Westshire, Illinois.
Ida Noe, Buzzsaw Correspondent
Larry Haskins, 34; a small business owner in Westshire, had grave misgivings about the COVID vaccines since their introduction in 2020. As a research hobbyist, he managed to find a great deal of information confirming what so many people also sought to believe; that the vaccines posed a myriad of undetermined threats to the health of those who were subjected to them.
Said Haskins, “I saw Dr. Fauci and so many other ‘experts’ dispensing complicated nonsense and realized that if they were so smart, then why did nothing they say make any sense to myself or any other people who can do basic research?”.
It was a fair question. Haskins displayed a number of links on his phone he says that he used to reference when confronted by what he called ‘maskers’, ‘sheep’, and ‘vaxxers’. They ran the gamut from Youtube videos of fully licensed podiatrists to outlets such as OAN, Newsmax, and even Tucker Carlson of Fox News. With such an arsenal nescient information, it’s easy to understand how any outcome-focused skeptic would have reason to resist the direction of what Haskins referred to as ‘glorified interns’.
But when his wife, Martha, gave birth to their son, Brandon, on December 17th of last year, his outlook would soon change. Brandon was born with a PID or ‘Primary Immuno-Deficiency’ discovered by the doctors within hours of Brandon’s birth. The doctors told the Haskins that the newborn could go home, but only after treatment and certain conditions were met.
“My wife is a school teacher, so she was forced into getting the vaccine herself.”, said Haskins, “The doctors all said that the baby would have to remain in the hospital under observation until they gave the okay to let him come home, but they said they wouldn’t let him go to a home where anyone was unvaccinated.”
Haskins, who said he passed a high school science class once, was torn. He said that he did his research and determined that the COVID vaccine was potentially more lethal than COVID itself. He cited an article from a website ‘Pajamamedia.net’ that quoted a bona-fide cousin of an optometrist who claimed that the re-written DNA from the mRNA vaccines caused some people very strange growths. Despite the risk, Haskins decided to get the vaccine. A week later the Haskins were able to take their son home.
But, only days after getting him home, Haskins began to feel something strange. “I didn’t know how to describe it, but I knew something was wrong. I felt different, like there was something happening inside me.” He couldn’t point to where the sensation was coming from, but he said it was “Like a feeling in my gut that something was there that wasn’t before.”
He said that he started behaving differently. “I felt nervous. I started using turn signals more often and driving more carefully. I felt uncomfortable in ways I’d never felt before.”
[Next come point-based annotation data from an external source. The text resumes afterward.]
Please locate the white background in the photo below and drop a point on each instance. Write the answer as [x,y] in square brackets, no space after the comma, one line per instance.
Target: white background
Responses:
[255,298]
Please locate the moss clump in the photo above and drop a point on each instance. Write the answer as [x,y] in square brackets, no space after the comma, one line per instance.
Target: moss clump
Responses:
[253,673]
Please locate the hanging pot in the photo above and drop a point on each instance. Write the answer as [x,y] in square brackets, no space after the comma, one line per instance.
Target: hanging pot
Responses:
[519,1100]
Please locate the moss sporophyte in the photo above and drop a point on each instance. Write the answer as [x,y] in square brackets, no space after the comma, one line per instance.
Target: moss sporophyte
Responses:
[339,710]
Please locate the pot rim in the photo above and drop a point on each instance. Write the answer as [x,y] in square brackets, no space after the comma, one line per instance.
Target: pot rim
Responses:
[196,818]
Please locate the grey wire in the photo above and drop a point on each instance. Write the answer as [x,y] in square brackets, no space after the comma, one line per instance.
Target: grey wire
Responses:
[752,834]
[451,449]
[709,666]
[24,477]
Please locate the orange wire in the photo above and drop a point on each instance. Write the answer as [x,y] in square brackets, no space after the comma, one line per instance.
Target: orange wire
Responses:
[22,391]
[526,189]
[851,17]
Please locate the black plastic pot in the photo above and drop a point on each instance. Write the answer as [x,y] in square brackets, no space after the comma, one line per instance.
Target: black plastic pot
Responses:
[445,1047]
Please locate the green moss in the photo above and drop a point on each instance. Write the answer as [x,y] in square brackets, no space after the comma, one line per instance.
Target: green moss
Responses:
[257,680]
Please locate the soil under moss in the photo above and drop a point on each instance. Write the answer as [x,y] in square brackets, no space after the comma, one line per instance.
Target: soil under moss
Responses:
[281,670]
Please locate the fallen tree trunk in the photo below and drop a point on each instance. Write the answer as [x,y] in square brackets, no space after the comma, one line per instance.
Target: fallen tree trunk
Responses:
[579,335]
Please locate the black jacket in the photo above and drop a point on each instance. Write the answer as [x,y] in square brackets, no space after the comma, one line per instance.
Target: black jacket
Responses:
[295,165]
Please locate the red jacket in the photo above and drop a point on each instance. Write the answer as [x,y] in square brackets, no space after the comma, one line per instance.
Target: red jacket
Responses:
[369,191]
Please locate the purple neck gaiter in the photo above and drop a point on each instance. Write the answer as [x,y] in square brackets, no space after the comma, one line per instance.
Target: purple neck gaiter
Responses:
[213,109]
He explained how he started to say ‘Thank you’ to the baristas when he bought coffee and ‘excuse me’ when he bumped into someone, but, he said, it was after one particular incident that he decided he needed to seek medical attention.
“I gave all of my employees a $2 per hour raise. That’s when I knew something was wrong.”
This correspondent made contact, with Haskins’ permission, to talk to one of his employees. Leeroy Jenkins, 24, had worked for Haskins for nearly a year.
“The boss, I mean ‘Mr. Haskins’, we all thought he was, y’know… a little tight. Like always pinching every penny, monitoring our breaks closely, never putting enough people on and still expecting us to get it done, you know. But after the baby, he just kinda changed.”
The physicians ran a battery of tests… and found nothing. After a few weeks of appointments, he was referred to a neuropsychiatrist, Dr. Alyssa Vaunts, who put Haskins through an fMRI, a ‘functional magnetic resonance imager’ to check his brain and had him take a number of cognitive tests.
“When I got the call, I was ready for the worst.”
Holding his wife’s hand, he listened to Dr. Vaunts’ prognosis.
“She told me that after all of the tests, she had only one possible explanation. She told me she’d never personally seen this happen to anyone, but had read about it in medical journals. She said…”, Haskins voice quavered, “…That I’d grown a conscience.”
“My wife broke down in tears as I told her the news.”
According to Dr. Vaunt, Mr. Haskill’s growth had no treatment options and would mean that he might start caring enough about the people around him to keep from infecting people… that he would likely start wearing masks of his own volition in public. She told him that he’d likely experience a change not only in the way he treated people around him, but in how he felt about ‘different’ people.
Haskins confirmed this; “Two months ago, I could have told you that same sex marriage was destroying everything, but now… now I can’t think of a single thing that they’re really doing to hurt anyone.”
He lamented that he no longer felt that immigrants ‘of color’ posed any threat to the nation and that being a country as great as we are, we should help people. He said that he started to understand the messages his pastor gave at church.
“I don’t know how I’m going to get through this, but so long as I have Martha and Brandon, I’m sure we’ll make it.” Sitting across the kitchen table from me, Haskins picked up the remote and turned off Fox News. “I just can’t anymore.”
The future for Larry Haskins may be uncertain, but for those around him, his wife, Martha, said, “It may just be a little brighter.”